Tuesday, September 25, 2012

feeling feelings for myself

Yesterday was awful and it's what I get, I know
for eating meat and eating fast food meat at that
two things I never do
because later I felt the mood of that poor tortured animal
course through me, taking away my strength

I had a coworker confess some pretty heavy personal
information and then I went to my first training session
to be an advocate for rape response. Which I think is going
to be great, really. But the subject matter was so heavy, I mean
apparently the youngest reported rape case in Alabama was on
a one month old, and that's a lot to digest.

And then I got in the car and had texts from my aunt
about how her life is spinning out of control and can I maybe
recommend some books for her to read and I love her so much
but our relationship has become so strange and strained after
Wella died.
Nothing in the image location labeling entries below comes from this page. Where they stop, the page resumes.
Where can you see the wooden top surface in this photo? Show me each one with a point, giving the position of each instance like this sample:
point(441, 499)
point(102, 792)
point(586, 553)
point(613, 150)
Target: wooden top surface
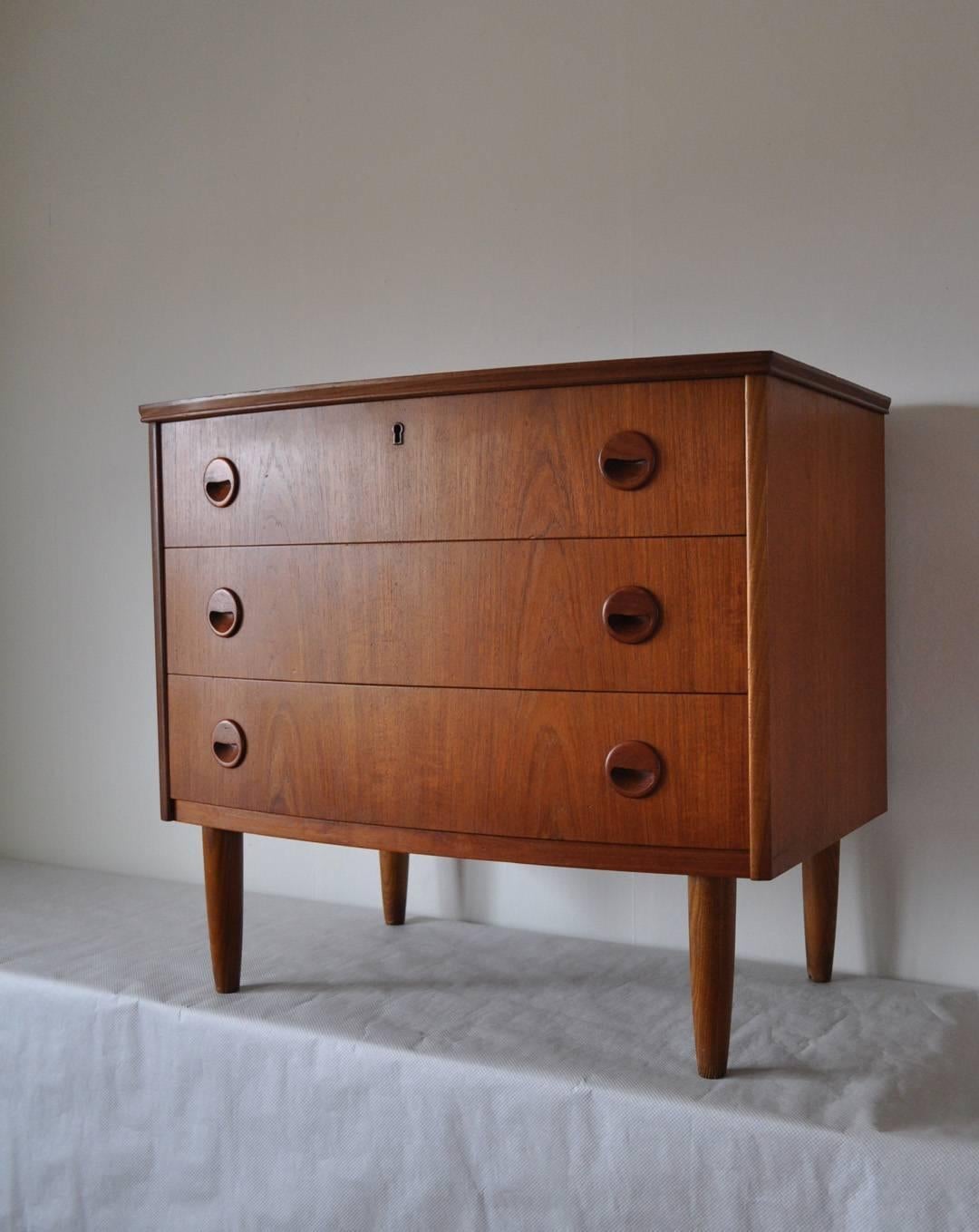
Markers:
point(670, 367)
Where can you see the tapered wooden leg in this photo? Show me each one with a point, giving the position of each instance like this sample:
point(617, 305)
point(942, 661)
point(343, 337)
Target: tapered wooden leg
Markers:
point(712, 910)
point(394, 885)
point(820, 885)
point(223, 888)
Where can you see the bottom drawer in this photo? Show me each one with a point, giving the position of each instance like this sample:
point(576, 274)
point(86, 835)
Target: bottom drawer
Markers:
point(473, 761)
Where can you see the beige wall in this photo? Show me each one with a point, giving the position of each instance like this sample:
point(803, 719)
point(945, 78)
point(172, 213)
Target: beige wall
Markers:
point(220, 195)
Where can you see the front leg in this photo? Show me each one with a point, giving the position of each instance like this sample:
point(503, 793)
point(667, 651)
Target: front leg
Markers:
point(820, 886)
point(223, 889)
point(394, 885)
point(712, 909)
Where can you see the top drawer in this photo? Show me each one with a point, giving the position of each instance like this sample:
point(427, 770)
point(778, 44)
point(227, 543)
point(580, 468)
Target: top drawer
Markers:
point(522, 465)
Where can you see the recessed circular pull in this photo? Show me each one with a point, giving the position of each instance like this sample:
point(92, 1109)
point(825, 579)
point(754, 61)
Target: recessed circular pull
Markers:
point(635, 769)
point(220, 482)
point(228, 743)
point(632, 614)
point(627, 460)
point(224, 613)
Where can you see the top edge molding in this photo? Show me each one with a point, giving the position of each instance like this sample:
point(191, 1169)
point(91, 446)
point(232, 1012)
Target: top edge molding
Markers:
point(672, 367)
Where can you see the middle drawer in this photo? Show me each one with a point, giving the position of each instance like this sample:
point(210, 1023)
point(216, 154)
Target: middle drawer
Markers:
point(646, 615)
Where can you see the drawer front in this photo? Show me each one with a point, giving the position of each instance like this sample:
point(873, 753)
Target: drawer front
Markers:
point(493, 762)
point(495, 615)
point(519, 465)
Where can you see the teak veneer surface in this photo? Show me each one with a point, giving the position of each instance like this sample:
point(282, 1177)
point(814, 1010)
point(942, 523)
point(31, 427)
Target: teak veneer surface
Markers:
point(478, 467)
point(817, 615)
point(667, 367)
point(510, 762)
point(456, 845)
point(498, 615)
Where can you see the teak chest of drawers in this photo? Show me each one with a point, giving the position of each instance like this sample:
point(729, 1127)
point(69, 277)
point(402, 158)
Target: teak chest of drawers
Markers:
point(618, 615)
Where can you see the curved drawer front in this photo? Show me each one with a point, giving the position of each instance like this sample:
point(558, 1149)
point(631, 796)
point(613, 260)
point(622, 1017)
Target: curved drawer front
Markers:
point(497, 615)
point(522, 465)
point(491, 762)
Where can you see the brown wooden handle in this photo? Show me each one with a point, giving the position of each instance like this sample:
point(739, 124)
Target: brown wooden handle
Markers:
point(632, 614)
point(228, 743)
point(220, 482)
point(627, 460)
point(635, 769)
point(224, 613)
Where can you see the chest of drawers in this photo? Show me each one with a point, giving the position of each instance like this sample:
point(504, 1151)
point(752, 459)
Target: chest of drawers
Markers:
point(620, 615)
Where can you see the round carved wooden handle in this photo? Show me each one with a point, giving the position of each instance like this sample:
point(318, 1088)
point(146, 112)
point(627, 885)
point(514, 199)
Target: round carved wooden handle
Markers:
point(627, 460)
point(228, 743)
point(220, 482)
point(633, 769)
point(224, 613)
point(632, 614)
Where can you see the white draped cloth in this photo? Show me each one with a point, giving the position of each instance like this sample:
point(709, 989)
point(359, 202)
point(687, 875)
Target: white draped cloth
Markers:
point(449, 1076)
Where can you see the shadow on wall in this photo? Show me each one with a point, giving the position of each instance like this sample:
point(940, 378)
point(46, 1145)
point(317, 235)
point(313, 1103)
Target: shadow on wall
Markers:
point(923, 861)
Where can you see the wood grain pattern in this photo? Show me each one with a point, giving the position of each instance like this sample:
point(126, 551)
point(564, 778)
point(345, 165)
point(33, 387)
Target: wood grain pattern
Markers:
point(519, 764)
point(618, 857)
point(820, 884)
point(670, 367)
point(159, 617)
point(495, 615)
point(394, 885)
point(478, 467)
point(817, 655)
point(712, 926)
point(223, 891)
point(759, 692)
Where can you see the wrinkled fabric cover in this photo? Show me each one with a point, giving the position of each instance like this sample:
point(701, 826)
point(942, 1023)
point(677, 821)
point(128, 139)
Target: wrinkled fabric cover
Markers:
point(453, 1077)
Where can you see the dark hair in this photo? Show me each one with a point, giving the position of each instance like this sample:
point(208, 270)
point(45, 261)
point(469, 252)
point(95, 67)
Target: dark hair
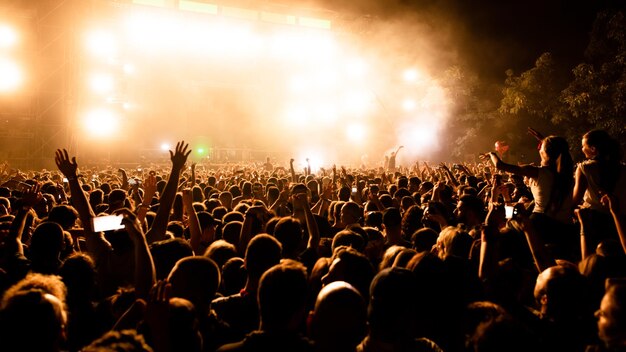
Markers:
point(608, 156)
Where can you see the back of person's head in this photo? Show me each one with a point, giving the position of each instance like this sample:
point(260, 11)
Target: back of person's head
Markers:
point(339, 318)
point(392, 218)
point(374, 219)
point(195, 279)
point(351, 213)
point(167, 253)
point(32, 320)
point(288, 232)
point(220, 251)
point(424, 239)
point(263, 252)
point(350, 266)
point(63, 215)
point(612, 316)
point(348, 238)
point(234, 276)
point(47, 240)
point(282, 296)
point(391, 309)
point(119, 341)
point(412, 220)
point(232, 216)
point(562, 292)
point(78, 273)
point(454, 241)
point(503, 333)
point(231, 232)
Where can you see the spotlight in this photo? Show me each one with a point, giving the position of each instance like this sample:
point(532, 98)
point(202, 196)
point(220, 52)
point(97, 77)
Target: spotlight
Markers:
point(101, 123)
point(11, 76)
point(101, 44)
point(411, 75)
point(355, 132)
point(408, 104)
point(8, 36)
point(101, 83)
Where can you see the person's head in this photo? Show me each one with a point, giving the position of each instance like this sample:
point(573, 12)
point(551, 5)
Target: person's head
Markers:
point(195, 279)
point(263, 252)
point(63, 215)
point(612, 316)
point(220, 251)
point(392, 220)
point(348, 238)
point(598, 144)
point(47, 241)
point(288, 232)
point(339, 319)
point(391, 309)
point(454, 241)
point(554, 152)
point(350, 266)
point(412, 220)
point(32, 320)
point(350, 213)
point(119, 341)
point(470, 210)
point(561, 292)
point(167, 253)
point(424, 239)
point(282, 296)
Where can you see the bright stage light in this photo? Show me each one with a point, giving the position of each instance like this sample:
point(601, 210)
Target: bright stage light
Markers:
point(101, 123)
point(358, 102)
point(11, 77)
point(408, 104)
point(128, 69)
point(356, 132)
point(101, 83)
point(8, 36)
point(411, 75)
point(101, 44)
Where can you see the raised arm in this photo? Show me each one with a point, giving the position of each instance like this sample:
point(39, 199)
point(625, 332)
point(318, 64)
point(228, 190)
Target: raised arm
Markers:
point(145, 276)
point(194, 224)
point(159, 225)
point(29, 199)
point(301, 202)
point(614, 207)
point(580, 185)
point(524, 170)
point(69, 169)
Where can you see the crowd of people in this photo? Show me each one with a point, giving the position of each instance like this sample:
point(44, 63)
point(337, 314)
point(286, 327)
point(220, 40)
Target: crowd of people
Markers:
point(486, 256)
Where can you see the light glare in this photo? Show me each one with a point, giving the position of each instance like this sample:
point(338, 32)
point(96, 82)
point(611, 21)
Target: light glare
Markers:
point(11, 76)
point(8, 36)
point(101, 123)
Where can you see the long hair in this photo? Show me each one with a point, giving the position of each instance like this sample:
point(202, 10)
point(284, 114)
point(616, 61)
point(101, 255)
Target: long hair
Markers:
point(608, 157)
point(560, 162)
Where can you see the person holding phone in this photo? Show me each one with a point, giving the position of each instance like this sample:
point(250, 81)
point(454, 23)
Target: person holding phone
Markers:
point(551, 184)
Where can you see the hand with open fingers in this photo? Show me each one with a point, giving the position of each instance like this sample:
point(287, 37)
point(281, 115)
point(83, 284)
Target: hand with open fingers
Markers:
point(610, 201)
point(158, 309)
point(69, 168)
point(32, 196)
point(300, 201)
point(131, 224)
point(179, 156)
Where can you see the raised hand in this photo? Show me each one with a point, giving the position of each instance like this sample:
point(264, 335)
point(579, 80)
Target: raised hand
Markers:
point(179, 156)
point(69, 168)
point(32, 196)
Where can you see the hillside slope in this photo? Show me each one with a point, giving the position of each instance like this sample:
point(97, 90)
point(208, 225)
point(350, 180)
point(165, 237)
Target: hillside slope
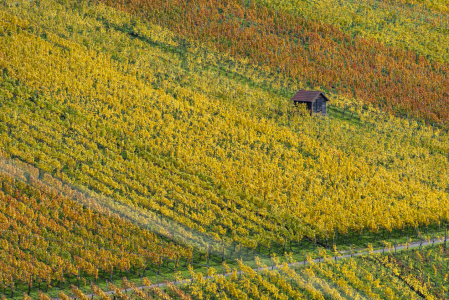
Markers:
point(172, 129)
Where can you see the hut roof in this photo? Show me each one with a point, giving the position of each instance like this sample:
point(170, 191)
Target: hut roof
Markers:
point(307, 96)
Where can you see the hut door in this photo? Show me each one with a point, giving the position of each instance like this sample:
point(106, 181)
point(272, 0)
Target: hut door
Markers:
point(318, 105)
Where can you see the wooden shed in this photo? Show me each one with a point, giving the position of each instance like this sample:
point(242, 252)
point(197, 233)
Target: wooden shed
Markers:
point(316, 101)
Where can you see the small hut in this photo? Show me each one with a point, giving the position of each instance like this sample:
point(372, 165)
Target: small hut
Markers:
point(316, 101)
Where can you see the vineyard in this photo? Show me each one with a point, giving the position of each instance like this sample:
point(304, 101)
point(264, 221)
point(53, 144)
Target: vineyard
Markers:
point(141, 142)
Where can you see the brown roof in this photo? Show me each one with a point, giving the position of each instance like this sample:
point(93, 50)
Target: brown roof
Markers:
point(307, 96)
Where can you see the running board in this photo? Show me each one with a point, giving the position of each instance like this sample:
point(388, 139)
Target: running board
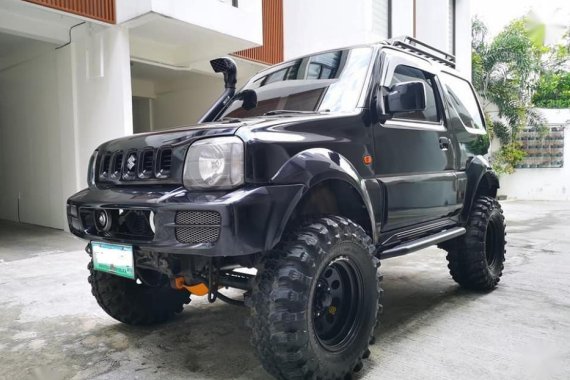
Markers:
point(416, 245)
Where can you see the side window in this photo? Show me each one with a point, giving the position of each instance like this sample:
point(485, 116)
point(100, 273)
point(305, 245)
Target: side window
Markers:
point(463, 101)
point(411, 74)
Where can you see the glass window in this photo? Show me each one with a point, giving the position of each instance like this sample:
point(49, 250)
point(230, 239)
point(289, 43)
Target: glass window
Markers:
point(410, 74)
point(326, 82)
point(463, 102)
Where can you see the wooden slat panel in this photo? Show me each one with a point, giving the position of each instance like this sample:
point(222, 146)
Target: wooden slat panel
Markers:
point(271, 51)
point(102, 10)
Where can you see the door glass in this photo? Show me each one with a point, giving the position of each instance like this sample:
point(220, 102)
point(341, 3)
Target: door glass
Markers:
point(411, 74)
point(463, 101)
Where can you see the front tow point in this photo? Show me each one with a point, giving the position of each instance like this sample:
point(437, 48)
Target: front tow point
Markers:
point(198, 290)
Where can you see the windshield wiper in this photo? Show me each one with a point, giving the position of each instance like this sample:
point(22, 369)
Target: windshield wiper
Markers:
point(284, 112)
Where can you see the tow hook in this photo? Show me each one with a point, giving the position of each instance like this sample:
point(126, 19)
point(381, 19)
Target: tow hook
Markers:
point(199, 289)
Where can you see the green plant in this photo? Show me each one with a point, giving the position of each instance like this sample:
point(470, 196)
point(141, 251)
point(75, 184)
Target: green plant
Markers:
point(553, 90)
point(507, 158)
point(506, 73)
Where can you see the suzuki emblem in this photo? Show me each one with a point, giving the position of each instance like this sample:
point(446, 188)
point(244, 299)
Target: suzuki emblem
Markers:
point(131, 161)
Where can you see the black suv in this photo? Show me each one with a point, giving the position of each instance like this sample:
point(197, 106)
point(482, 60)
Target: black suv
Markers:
point(312, 173)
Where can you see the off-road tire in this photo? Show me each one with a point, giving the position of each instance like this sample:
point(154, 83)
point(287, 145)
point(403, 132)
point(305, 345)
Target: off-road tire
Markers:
point(476, 260)
point(287, 329)
point(135, 303)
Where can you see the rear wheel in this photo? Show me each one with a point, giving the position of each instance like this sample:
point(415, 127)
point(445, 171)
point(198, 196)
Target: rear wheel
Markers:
point(136, 303)
point(476, 260)
point(315, 302)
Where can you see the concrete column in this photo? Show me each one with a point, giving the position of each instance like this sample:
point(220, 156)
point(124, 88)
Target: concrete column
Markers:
point(463, 37)
point(432, 22)
point(402, 18)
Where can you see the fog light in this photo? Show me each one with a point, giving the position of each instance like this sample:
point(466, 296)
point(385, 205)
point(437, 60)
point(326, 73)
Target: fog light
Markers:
point(151, 222)
point(102, 220)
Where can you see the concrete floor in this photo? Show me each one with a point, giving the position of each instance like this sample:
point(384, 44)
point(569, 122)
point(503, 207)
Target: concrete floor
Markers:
point(51, 327)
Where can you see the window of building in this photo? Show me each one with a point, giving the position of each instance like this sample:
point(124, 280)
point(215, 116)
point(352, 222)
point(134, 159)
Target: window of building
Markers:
point(463, 101)
point(410, 74)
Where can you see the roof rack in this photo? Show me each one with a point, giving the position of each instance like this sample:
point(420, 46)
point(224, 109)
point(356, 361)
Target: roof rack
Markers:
point(421, 48)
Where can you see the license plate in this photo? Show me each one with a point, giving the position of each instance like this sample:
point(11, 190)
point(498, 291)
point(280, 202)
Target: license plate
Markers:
point(113, 258)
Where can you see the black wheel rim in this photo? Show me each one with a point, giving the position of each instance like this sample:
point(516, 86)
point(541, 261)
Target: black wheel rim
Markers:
point(336, 304)
point(493, 245)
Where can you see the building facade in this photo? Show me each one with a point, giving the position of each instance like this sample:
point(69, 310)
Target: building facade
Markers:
point(74, 74)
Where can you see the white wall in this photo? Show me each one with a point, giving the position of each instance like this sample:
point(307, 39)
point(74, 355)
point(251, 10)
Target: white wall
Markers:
point(542, 183)
point(102, 91)
point(311, 26)
point(402, 18)
point(55, 109)
point(183, 102)
point(30, 143)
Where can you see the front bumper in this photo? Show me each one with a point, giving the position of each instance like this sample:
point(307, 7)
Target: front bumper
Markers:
point(251, 219)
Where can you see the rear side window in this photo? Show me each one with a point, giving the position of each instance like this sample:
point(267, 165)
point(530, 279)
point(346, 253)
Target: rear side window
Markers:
point(463, 102)
point(411, 74)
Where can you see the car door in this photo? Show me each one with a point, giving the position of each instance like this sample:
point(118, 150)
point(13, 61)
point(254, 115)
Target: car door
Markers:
point(414, 156)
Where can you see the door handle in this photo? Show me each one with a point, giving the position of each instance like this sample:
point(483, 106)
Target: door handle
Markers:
point(444, 143)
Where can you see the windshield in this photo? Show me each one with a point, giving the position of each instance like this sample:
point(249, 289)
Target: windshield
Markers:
point(325, 82)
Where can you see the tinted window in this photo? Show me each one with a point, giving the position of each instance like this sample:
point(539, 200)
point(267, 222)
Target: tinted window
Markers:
point(411, 74)
point(325, 82)
point(463, 101)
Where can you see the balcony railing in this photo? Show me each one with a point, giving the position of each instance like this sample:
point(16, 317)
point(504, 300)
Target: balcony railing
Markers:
point(272, 50)
point(102, 10)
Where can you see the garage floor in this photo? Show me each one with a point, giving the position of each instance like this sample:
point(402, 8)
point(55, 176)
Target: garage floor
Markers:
point(51, 327)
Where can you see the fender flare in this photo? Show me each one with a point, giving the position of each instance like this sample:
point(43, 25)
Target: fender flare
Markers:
point(478, 170)
point(313, 166)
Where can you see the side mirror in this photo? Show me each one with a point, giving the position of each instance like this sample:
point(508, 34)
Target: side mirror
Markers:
point(406, 97)
point(228, 67)
point(248, 98)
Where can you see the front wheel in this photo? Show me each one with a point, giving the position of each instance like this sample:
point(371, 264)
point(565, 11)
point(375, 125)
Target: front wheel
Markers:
point(315, 302)
point(476, 260)
point(136, 303)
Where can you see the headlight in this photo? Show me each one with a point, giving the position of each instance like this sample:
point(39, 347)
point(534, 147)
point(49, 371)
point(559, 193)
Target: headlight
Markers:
point(91, 169)
point(214, 163)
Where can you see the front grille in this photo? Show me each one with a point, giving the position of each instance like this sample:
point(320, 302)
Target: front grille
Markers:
point(203, 226)
point(117, 165)
point(198, 218)
point(195, 235)
point(164, 163)
point(132, 165)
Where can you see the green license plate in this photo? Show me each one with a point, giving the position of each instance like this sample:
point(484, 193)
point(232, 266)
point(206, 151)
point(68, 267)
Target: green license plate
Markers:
point(113, 258)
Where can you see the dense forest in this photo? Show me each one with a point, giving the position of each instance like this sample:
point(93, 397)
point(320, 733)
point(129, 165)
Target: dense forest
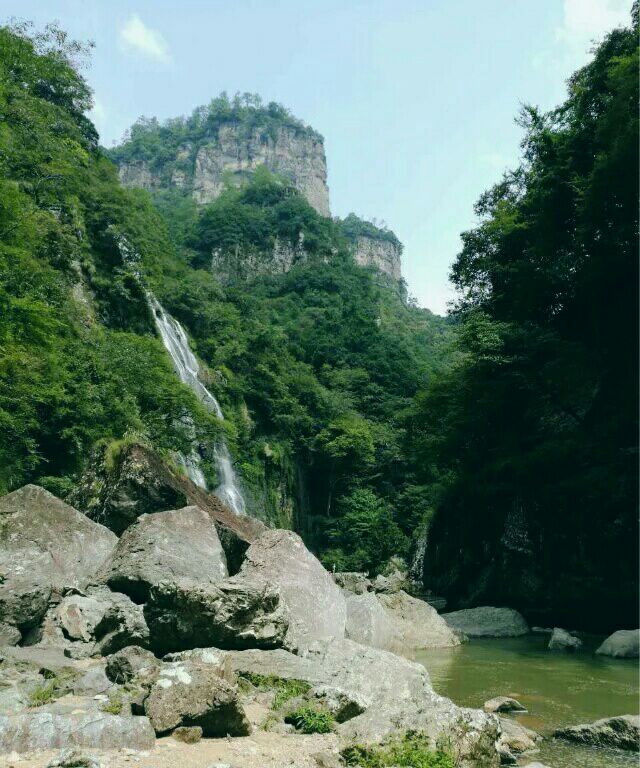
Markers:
point(506, 434)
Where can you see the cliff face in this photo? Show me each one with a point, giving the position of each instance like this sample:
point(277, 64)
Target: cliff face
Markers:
point(232, 152)
point(385, 255)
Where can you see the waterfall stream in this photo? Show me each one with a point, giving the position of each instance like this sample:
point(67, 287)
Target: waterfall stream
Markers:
point(186, 365)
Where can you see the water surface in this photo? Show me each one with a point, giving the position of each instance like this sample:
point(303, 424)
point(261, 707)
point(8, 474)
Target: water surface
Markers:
point(557, 689)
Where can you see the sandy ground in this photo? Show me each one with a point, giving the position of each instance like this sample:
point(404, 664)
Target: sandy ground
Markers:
point(262, 749)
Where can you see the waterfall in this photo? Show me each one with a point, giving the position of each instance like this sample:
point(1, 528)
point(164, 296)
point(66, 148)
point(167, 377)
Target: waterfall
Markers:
point(187, 367)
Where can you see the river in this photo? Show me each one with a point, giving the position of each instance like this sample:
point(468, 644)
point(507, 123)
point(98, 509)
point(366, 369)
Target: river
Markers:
point(557, 689)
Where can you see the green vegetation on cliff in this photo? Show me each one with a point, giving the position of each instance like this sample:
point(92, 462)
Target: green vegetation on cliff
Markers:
point(530, 441)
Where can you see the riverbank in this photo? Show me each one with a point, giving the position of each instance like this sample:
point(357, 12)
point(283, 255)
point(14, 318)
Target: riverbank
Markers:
point(557, 688)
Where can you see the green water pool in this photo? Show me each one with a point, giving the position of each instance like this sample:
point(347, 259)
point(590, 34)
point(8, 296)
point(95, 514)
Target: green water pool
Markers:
point(557, 689)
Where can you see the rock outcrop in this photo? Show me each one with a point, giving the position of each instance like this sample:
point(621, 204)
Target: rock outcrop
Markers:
point(165, 546)
point(233, 613)
point(621, 732)
point(486, 621)
point(623, 644)
point(314, 604)
point(188, 693)
point(140, 482)
point(391, 693)
point(231, 153)
point(45, 546)
point(383, 254)
point(561, 640)
point(417, 623)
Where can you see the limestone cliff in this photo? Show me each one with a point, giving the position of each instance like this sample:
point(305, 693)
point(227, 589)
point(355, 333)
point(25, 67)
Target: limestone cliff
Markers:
point(231, 152)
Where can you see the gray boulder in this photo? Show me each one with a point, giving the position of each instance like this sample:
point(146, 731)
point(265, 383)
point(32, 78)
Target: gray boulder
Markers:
point(98, 730)
point(45, 546)
point(390, 692)
point(353, 581)
point(487, 621)
point(503, 704)
point(314, 603)
point(623, 644)
point(100, 620)
point(234, 613)
point(165, 546)
point(561, 640)
point(124, 665)
point(417, 623)
point(621, 732)
point(368, 623)
point(191, 694)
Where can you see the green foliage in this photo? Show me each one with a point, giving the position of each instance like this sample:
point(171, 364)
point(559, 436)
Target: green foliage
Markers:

All these feelings came over me so fast.

And as I was texting her back, texts started pouring in from him
about how he needed to borrow my debit card to file for our divorce
on some bunk-ass website, to which, obviously, I said no.

And even though I know that I am not defined by my mistakes
or by my (failed) marriage and that this is probably all for the best and that
I've got this opportunity for a second chance, still, sometimes, I feel really dumb
and still, sometimes, I just want to shake him and ask him
"Why did you ask me to marry you in the first place? Why are you doing this to me?"

I guess the worst part about yesterday was how I feel like I can't talk to anyone
about my problems because of how it winds up affecting them and then I feel bad for
putting my issues on someone else. I'd just rather shut up and be the "strong" one.
But instead I angrily proclaimed "I'm not SAD!" on my friend's couch before
breaking down in tears and then driving myself home.

Thursday, September 20, 2012

feminist literature and tales from the crib

I remember one day
sitting at my desk, reading Simone deBeauvoir
listening to my coworker bitch about how her husband
was inept at taking care of their new baby
and feeling pretty anti-men.

Tuesday, September 18, 2012

ballerina suicide

I keep falling asleep on people's couches
watching the Lifetime movie network
waking up with their cats cuddling with my dog
or their dog warming my feet

and I don't have anyone to call home to
to say "hey, I'm sorry, I dozed off again, I'm on my way,"
and I guess I thought that might bother me
but there's some real beauty in not having to check in.